Most new students are women at Wake Technical Community College in Raleigh, one of the country’s fastest-growing community colleges. “We now have 6,000 students on a waiting list because we didn’t have the resources to offer more classes,”  President Stephen Scott told the Times.

 

Who graduates? White women do best

Nearly three quarters of Black and Latino degree‐seeking students did not earn a community college degree in six years, according to a supplemental analysis to Divided We Fail: Improving College Completion and Closing Racial Gaps in California’s Community Colleges. Women are more likely to graduate than men,  concludes the report by the Campaign for College Opportunity, the Institute for Higher Education Leadership & Policy (IHELP) at Sacramento State, Hispanas Organized for Political Equality (HOPE), and the Women’s Foundation of California.

While 39 percent of white women earn a degree, the completion rate is only 27 percent for black women and 23 percent for Latinas.

Minority men do much worse. Nearly 80 percent of male Black and Latino college students in California enroll in a community college. After six years, 80 percent have failed to complete a credential.

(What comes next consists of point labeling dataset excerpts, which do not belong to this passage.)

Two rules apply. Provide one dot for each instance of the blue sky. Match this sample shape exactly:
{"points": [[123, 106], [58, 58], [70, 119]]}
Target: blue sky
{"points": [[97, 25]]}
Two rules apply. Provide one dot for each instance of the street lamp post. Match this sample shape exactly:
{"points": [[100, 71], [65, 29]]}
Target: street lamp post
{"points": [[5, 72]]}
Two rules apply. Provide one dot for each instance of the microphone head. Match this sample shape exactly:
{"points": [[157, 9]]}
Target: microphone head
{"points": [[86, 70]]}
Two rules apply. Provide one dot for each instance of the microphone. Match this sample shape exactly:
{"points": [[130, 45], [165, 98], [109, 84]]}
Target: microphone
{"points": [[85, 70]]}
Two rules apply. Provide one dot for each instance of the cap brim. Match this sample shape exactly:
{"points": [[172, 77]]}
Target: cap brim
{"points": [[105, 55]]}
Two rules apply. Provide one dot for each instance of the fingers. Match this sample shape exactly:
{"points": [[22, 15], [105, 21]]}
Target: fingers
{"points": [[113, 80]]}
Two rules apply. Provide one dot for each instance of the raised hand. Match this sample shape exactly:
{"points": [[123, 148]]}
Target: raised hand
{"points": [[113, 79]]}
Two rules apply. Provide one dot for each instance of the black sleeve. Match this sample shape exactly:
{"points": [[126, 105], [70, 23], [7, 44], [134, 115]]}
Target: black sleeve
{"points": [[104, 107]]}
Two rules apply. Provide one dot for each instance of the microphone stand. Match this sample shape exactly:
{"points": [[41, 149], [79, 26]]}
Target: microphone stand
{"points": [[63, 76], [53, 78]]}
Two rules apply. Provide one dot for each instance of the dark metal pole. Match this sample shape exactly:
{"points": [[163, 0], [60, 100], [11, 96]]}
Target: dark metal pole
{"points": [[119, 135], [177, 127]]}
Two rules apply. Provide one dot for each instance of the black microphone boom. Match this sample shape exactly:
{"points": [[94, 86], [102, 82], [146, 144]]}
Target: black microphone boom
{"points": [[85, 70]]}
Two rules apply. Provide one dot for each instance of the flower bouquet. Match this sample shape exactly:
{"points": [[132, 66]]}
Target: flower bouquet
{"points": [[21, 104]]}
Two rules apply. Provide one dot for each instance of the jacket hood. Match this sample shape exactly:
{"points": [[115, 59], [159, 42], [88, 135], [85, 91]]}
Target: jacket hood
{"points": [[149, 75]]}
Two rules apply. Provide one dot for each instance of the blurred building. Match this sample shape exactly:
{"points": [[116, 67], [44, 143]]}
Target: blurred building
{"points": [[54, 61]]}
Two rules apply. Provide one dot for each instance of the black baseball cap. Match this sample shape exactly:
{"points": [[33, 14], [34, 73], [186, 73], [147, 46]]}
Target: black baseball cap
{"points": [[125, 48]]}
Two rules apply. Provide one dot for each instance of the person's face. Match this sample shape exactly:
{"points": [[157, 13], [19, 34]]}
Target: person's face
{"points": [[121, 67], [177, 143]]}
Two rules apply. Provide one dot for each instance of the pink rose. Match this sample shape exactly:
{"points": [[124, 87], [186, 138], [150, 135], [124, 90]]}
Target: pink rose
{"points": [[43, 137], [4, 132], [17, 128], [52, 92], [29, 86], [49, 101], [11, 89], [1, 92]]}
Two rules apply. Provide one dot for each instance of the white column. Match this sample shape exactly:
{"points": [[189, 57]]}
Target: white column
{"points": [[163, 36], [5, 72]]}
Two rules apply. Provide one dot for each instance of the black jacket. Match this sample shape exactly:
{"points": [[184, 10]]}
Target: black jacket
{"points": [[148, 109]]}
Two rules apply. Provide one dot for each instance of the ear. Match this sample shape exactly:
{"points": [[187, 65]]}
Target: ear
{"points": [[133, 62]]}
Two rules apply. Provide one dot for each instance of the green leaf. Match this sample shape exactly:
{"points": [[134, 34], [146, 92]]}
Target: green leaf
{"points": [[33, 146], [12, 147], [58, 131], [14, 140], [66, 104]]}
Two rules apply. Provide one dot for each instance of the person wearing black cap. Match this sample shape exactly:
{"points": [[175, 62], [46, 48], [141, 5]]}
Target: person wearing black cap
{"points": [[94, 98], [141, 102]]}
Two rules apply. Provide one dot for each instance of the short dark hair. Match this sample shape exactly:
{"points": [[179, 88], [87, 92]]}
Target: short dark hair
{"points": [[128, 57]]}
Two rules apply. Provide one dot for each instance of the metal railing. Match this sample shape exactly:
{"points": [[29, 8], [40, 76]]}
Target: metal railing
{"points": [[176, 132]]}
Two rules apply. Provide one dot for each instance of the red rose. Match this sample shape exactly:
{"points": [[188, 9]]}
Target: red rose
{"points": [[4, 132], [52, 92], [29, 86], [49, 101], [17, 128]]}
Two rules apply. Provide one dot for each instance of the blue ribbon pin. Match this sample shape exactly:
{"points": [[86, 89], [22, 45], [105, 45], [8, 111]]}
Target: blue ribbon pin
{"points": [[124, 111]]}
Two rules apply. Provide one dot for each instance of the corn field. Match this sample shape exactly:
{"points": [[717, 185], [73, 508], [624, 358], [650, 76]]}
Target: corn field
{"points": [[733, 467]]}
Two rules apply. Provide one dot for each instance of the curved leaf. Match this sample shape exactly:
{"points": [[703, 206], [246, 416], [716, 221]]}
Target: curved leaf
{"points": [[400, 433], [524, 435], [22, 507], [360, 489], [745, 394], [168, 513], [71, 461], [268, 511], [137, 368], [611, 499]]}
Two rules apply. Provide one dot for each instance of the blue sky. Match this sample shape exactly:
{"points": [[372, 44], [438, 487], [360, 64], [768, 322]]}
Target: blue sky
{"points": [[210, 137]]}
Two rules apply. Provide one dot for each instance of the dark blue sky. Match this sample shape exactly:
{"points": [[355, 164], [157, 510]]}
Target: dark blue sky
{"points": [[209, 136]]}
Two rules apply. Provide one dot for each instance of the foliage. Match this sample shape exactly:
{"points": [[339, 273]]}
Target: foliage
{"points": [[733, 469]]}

“For young black men, community colleges are critical in their hopes to learn and become prepared for the workforce so they can improve their standard of living. Unfortunately, many of our men go to community college and then disappear – no training, no degree, no strong employment opportunities,” said Deacon John Wilson, education director of the West Angeles Church of God in Christ.

The state budget crisis may mean more tuition hikes and cuts to student services, warned Michele Siqueiros, executive director of the Campaign for College Opportunity.

Black and Latino students who transfer to a four-year institution often choose a for-profit college, risking substantial debt, the report found.

Only 13 percent of Latino men and 15 percent of Latinas transfer compared to nearly 30 percent of white women.

Although Black students were more likely to transfer to a university than Latinos, they were significantly less likely to complete a transfer curriculum or earn an associate degree.